ステイラ神聖法王国から届いた、一通の召喚状。
わたしは直接法王国に赴き、法王猊下と面会。
黒衣の魔女認定されたことに対し、直接文句を言う事に決めた。
……おそらくは、わたしの暗殺を狙っているんだとは思うの。法王が持つと言われる外典。おそらくは『ゲーム』のシナリオが書かれている本に、わたしが世界を滅ぼす魔女として書かれているんだろうけど。
決闘裁判にて、わたしの潔白及び公爵領内において罪を犯していない魔族に対する自衛以外の弾圧が禁止されたこと。
このことにより、法王国内で論争が発生。
彼らが信仰する光の神ステイラが、滅ぼすべき対象であった魔族の存在を認めたというのが大問題になっている。
そこで、決闘裁判に勝ったわたしを事故などを装い抹殺すれば、裁判内容を無効化できる、というのが敵の目論見と推定。

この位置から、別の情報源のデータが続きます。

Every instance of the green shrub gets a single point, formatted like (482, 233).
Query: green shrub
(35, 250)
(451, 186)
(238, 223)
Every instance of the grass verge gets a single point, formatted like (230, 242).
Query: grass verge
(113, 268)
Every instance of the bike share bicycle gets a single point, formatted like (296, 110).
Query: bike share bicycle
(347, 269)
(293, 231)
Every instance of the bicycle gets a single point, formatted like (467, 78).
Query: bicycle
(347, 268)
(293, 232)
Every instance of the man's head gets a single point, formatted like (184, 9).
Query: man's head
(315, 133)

……この辺りは、まだ予想の範囲だけれど。態々国内に呼び込むというのが実に怪しいの。法王国内ならいくらでも裏工作やテロの準備ができるし。
「アミちゃん姫さま。今日も精が出ますねぇ」
「だって、ヨハナちゃん。わたくし、ティオさまと幸せな生活を続ける為にも死にたくないんですもの」
……法王国に向かうのは春になってから。極寒の中、移動は普通選択肢には無いし。逆に言えば時間がもらえた分、こっちも色々準備するわ。
秋晴れの空の元。
わたしは愛機のコクピットで工事を手伝う。
今日は鉱山と製鉄工場の間の道路舗装。
最近増産された魔導トラックがコンクリート舗装中も迂回路を走り、鉱石や石炭、石灰石など地下資源を工場まで運んでいる。
……出来れば雪が降るまでに、コンビットスで下水道も作り上げたいな。上下水道に工場からの温水供給、石炭ガス供給。これで電気以外は前世二十世紀前半くらいまでのインフラが整うの。春以降は鉄道にも着手したいなぁ。

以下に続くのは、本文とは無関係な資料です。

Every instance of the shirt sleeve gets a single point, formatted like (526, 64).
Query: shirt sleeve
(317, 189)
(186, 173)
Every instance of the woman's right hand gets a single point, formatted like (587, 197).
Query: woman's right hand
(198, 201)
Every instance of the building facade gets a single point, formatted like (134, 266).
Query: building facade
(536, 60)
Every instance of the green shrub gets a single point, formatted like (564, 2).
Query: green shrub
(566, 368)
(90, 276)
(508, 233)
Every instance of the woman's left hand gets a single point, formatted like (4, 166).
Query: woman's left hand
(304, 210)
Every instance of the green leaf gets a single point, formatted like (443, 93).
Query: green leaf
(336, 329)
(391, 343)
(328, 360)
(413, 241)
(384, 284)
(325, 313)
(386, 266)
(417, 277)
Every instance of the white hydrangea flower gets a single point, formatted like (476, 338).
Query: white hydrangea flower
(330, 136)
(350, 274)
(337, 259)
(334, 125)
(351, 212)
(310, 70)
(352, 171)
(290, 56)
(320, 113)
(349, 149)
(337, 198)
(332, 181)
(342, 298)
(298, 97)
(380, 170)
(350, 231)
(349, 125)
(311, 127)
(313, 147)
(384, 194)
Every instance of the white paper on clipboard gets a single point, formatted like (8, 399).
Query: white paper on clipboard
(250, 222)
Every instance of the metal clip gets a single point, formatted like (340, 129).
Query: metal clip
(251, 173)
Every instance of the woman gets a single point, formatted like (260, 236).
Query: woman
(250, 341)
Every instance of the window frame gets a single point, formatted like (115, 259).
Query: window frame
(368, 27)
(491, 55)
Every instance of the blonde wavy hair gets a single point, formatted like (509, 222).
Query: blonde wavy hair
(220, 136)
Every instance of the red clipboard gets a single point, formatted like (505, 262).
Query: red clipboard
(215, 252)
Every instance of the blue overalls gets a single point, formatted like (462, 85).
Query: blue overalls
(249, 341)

「ですよね。敵が待ち構えていらっしゃるなら、それ以上の力を準備して斜め上から力押しするのが、アミちゃん姫さまの得意技。今回も色々準備なさっていらっしゃいますよね?」
「ええ。まもなく冬に入り土木作業も一区切り。そうしましたら、タロス号にも更なる改修や新規武器を作らないとですわ。ティオさまの機体もまもなく完成ですし」
現在、ティオさまの愛機。
ヴォルヴィリア公爵としての旗機。
「ロムルス号」は、わたしの機体よりも先に最終改修中。
格闘・刀剣戦をメインにし、砲撃能力を少々追加。
瞬発力を重視したチューニングにしている。
……ぐふふ。魔導ジェットスラスターが楽しみだわ。
「すっかり絶好調ですね、アミちゃん。ですが、ドゥーナさま達にこれ以上ご無理を申しませんように。かなりハードなスケジュールなので、死屍累々になりそうなんですもの。ジュリエッタさまも寝込みそうと聞きました」
「ゔっ! 気を付けますぅ」
タロス号助手席に座るヨハナちゃんから、毎度のツッコミ。
わたしは、ゴーレムの腕で木の根を掘り起こしたり、巨石を持ち上げたりで道路建設のお手伝いをしている。

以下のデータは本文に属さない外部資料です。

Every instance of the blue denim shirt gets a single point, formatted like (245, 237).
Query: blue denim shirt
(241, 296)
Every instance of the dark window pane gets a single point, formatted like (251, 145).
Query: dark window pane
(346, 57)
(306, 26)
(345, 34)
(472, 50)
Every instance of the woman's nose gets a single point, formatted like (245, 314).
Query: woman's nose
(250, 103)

……ヨハナちゃんは周囲の警戒と魔力管理をしてもらっているの。街道の上とはいえ、まだまだ野盗や魔獣の襲撃はあり得るしね。
「と、とりあえずは、街のインフラ構築を優先しつつ、基礎技術の向上。新たなる兵器開発を致しますわ。力なき正義は無力ですもの。相手を対話につけさせるのにも、力を見せつける必要性ありますし」
「その辺りは納得してますよ、アミちゃん姫さま。あの異端審問官も、アミちゃんの力で一端は納得させたのですし。それが、貴族令嬢として正しい姿かどうかは、アタシの口からは申せませんですが……」
クスクスと笑いながら、わたしに賛同してくれているヨハナちゃん。
彼女とは、これまでもいくつもの戦場を駆けた。
これからもティオさま、ファフさんとも一緒に戦うわたし。
……血が流れるのをもう怖がらないわ。わたしの望む誰もが笑顔になれる世界を目指して、戦うの。
「これからも宜しくね、ヨハナちゃん」
「はい、アミータ姫さま。ヨハナは、ずーっと貴女と一緒です」
その後も、わたしとヨハナちゃんは、イチャコラ百合トークをしながら仕事を続けた。
◆ ◇ ◆ ◇
「アミお姉さん、今日もお疲れさまでした」
「ティオさまも事務仕事、お疲れさまでした。わたくしの無理にお付き合いいただき、申し訳ありませんですわ」
今日も二人で向かい合わせの夕食。
お互いに今日あった事を話し合う時間。
「実に良きイチャコラですね。僕も嬉しくなりますよ」
もとい!
おジャマ虫じゃないけど、わたし達をからかうルキウスくんも一緒の夕食である。
「ルキウスくん、毎度わたくしたちを遊んで面白いんでしょうか?」
「ええ。とっても微笑ましくて面白いですよ。なので、お二人の幸せを守るためにも僕は剣を抜きます。お二人の恋路を邪魔する奴は馬に蹴られる前に僕が真っ二つにしちゃいましょう」
「ルキウスさま、お手柔らかにですよ。敵にも家族がありますから」
ヨハナちゃんやファフさん。
他の側仕えさんたちもクスクス笑う夕食の場。
今日も公爵公館は賑やかであった。